3.3 Error 3 — Presbyopia caused by eyeball shortening: The diagram states the eyeball shortens with age to cause presbyopia. Correction: Presbyopia is caused by age-related hardening and loss of elasticity of the crystalline lens, not by any change in eyeball length. The eyeball remains normal in axial length; the lens can no longer increase its curvature to accommodate for near objects.

Q4.1 — Priya’s hyperopia

Priya’s eyeballs are too short axially, so the focal point for light from near objects would fall behind the retina. Her glasses use a convex (converging, positive power) lens. The convex lens converges incoming light rays before they enter the eye, moving the focal point forward from behind the retina to land on it, allowing both near and distant objects to be seen clearly. [3 marks: 1 for short eyeball/behind retina; 1 for convex lens; 1 for mechanism — converges light to move focal point forward.]

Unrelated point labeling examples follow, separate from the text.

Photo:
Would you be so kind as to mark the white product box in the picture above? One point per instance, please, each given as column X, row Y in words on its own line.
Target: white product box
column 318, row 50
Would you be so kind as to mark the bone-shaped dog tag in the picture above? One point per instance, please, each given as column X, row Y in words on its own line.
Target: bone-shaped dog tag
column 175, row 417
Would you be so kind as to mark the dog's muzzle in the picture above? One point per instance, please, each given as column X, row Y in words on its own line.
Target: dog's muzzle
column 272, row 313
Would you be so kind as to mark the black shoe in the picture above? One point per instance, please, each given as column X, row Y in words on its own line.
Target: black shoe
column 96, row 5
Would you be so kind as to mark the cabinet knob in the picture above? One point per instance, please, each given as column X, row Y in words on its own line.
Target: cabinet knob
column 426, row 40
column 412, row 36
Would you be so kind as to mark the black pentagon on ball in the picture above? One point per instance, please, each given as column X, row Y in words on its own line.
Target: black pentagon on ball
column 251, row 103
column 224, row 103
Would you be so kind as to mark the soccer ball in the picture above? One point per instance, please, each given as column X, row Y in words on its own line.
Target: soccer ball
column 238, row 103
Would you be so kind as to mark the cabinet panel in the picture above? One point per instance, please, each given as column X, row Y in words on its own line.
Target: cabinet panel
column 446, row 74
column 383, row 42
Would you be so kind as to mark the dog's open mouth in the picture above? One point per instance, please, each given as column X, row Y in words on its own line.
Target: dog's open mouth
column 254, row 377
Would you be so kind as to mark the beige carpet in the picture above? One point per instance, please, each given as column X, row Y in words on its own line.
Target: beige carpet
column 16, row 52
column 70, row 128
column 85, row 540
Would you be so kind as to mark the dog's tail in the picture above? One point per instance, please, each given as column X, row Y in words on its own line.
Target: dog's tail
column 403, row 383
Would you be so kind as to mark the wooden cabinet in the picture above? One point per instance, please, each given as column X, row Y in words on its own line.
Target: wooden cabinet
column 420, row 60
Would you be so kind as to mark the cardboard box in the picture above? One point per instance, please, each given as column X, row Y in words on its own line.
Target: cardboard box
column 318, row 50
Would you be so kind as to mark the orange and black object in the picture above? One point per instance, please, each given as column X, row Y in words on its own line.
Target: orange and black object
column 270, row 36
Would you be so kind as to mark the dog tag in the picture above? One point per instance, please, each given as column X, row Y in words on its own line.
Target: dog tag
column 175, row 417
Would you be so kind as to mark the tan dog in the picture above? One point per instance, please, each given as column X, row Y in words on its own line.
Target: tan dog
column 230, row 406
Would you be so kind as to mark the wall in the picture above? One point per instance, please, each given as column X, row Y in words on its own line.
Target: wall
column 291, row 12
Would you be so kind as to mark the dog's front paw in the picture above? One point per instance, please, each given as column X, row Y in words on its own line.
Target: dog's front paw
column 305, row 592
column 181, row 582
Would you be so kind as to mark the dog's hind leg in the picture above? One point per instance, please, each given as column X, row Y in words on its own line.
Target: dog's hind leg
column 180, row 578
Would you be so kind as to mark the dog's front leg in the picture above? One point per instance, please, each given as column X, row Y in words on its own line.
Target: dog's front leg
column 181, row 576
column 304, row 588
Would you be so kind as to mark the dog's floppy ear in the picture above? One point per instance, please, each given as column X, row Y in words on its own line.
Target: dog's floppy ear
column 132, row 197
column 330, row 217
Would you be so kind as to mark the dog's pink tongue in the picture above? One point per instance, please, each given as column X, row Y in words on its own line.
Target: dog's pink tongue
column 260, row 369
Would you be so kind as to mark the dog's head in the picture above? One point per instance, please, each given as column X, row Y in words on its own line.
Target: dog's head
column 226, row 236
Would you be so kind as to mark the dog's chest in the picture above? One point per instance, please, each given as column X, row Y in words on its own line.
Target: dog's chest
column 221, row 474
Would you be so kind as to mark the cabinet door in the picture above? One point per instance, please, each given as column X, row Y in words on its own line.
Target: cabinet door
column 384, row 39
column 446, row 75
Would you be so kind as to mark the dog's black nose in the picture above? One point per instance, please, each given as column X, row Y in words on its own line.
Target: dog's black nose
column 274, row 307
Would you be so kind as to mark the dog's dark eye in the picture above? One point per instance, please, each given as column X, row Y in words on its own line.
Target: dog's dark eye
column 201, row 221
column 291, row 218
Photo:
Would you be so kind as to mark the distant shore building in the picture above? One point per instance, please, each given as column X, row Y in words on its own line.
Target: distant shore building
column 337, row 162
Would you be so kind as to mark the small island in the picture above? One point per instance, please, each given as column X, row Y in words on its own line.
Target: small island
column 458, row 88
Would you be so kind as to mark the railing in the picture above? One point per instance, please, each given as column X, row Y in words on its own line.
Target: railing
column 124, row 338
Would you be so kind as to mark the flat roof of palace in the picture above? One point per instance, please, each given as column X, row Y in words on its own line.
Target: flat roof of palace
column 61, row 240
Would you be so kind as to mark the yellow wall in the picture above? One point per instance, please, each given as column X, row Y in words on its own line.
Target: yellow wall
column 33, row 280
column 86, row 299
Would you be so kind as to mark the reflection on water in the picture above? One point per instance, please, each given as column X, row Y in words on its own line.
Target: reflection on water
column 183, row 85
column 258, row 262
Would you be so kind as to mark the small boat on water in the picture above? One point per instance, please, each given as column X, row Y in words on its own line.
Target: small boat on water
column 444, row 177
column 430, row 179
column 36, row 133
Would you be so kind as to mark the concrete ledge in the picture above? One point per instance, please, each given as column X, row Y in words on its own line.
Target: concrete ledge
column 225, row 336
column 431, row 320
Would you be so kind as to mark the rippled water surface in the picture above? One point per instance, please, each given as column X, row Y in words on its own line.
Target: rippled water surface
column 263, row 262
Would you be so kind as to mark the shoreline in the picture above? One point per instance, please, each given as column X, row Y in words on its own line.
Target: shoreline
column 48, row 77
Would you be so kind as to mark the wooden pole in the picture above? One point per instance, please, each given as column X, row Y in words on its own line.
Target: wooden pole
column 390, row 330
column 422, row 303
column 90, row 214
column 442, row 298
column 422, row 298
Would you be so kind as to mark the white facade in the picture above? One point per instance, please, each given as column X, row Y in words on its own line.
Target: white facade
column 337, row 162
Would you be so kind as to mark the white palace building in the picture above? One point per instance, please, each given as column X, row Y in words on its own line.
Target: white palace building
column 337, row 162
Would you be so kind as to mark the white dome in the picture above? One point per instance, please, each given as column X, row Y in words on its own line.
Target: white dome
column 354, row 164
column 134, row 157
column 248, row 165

Q4.2 — Contact lens risk while swimming

Swimming while wearing contact lenses exposes the lenses to pool water (and natural bodies of water) that may contain Acanthamoeba — a microorganism that can cause Acanthamoeba keratitis, a severe corneal infection that can threaten sight. Water also temporarily adheres to lenses, trapping microorganisms against the corneal surface and increasing infection risk. [1 mark for naming the risk — keratitis/infection; 1 mark for biological basis — microbial contamination from water, corneal surface exposure.]

Q4.3 — LASIK suitability

Priya meets the key criterion of stable prescription for 2+ years (her prescription has been stable since childhood) and is 28 — within the eligible adult age range. She should understand that LASIK is irreversible — tissue is permanently removed from the cornea; the correction cannot be undone. She should also understand that LASIK will not prevent presbyopia from developing in her 40s. [1 mark for either: eligible criterion + understanding required.]